Thursday, October 30, 2014

Teamwork?

I am clearly the worst person on this team. I am not having the grand ole time that I thought I was going to, and there are several reasons for that.

I am not in the place that they told me I was going to. Soldotna and the surrounding areas are not anywhere close to Anchorage. I am paired with someone that I have NOTHING to say to. He talks and talks, and I just have no response. The work is terrible. I have to go from home to home in the boondocks of Alaska, driving down awful dirt roads to places that have no desire to be found. The people here are getting more and more pissed at us for doing our jobs, and I don't blame them. The other people here are hardcore young Republicans, and I am clearly not, so even though they are decent folks, I disagree with them on most things. I would do that anyway, because there is nothing to do here and I am bored. When I get bored, I have to make my own fun. When I make my own fun, it's usually at someone's expense. At least they think I'm funny. I'm shocked one of these kids hasn't taken a swing at me at this point.

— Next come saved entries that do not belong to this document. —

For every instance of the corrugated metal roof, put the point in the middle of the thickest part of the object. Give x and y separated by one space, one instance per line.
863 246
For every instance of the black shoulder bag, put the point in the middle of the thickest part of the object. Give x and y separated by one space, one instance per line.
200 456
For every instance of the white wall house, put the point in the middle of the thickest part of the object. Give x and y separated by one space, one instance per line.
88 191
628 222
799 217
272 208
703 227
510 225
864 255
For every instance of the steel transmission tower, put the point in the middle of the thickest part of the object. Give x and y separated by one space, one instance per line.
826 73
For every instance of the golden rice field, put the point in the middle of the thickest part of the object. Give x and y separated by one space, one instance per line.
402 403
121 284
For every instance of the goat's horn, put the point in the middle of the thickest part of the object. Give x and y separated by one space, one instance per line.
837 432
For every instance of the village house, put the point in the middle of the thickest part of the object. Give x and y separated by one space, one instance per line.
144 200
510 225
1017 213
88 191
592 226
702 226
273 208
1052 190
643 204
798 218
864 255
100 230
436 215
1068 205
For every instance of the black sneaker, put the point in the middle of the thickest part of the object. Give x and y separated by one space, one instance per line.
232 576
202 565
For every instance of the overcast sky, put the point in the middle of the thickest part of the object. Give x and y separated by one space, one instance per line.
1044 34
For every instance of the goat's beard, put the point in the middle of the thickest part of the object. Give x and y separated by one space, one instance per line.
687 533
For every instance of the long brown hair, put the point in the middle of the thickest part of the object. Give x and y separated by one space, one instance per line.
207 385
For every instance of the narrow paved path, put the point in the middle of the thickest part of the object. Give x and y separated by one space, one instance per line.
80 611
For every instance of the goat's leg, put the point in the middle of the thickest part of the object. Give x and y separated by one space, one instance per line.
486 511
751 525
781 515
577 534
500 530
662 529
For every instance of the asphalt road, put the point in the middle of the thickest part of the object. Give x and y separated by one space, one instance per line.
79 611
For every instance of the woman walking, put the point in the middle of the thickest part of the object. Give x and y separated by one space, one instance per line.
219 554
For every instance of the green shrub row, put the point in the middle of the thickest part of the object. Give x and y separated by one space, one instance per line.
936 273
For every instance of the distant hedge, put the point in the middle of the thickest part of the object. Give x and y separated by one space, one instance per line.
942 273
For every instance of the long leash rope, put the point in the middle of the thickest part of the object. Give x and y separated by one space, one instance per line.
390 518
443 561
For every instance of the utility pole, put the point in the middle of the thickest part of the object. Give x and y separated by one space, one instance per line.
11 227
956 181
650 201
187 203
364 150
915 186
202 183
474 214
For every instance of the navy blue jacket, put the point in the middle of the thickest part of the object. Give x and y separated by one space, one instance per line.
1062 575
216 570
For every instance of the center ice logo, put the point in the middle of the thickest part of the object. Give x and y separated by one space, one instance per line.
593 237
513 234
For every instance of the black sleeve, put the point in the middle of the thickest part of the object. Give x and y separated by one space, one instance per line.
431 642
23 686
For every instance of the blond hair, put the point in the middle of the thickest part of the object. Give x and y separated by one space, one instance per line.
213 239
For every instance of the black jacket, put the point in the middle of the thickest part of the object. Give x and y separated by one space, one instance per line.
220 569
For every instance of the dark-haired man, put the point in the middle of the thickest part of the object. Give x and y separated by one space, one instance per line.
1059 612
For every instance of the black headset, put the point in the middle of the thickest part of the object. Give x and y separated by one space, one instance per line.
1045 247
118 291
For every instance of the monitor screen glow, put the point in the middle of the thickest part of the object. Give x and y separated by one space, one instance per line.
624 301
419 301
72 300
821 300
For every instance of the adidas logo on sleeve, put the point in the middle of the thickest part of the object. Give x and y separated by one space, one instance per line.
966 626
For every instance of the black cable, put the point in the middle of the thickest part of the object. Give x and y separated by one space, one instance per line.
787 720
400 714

New goal: Get Bryan to throw a punch at me. Then beat the ever loving shit out of him. In self defense, of course.

I'm just ready for this to be over. I really miss driving on pavement. Perhaps if I were in Anchorage I would be having a far different experience. I think that if I were in an urban area, with stuff going on and places to go that might actually be interesting, I would have a different view of this place.

I will miss the scenery up here. It's like a postcard everywhere you look. Forests, mountains, clean lakes, and unusual (for me) wildlife have made this a visually enriching experience. I am drained mentally though. The picturesque vistas don't do much for me other than gain a heartier respect for the beauty of nature.

But that isn't enough for me. This job is just a job. It has 0 challenge for me, other than making it through the day. I find that my temper is starting to become more and more obtrusive. I don't want it to show up, but it does, and I snap at people, mostly the dude I'm paired with. He doesn't deserve it, most of the time. True, he fumbles over simple words and has trouble reading street signs properly, but that isn't that big of a deal. I have just been so frustrated with this place that I don't even bother hiding it anymore.

Other people have joined me. Their vitriol has grown as I water the seeds of their discontent. The rest of team is getting fed up with the work, the negativity of the people we have to talk to, and the crappy nature of this town. I feed into that. That is why I am the worst person here. I am making them have just as shitty a time as I am. I am worming my frustrations into their subconscious, and it's working. This is how I am passing the time.

Oh, and drinking. There is some good beer up here.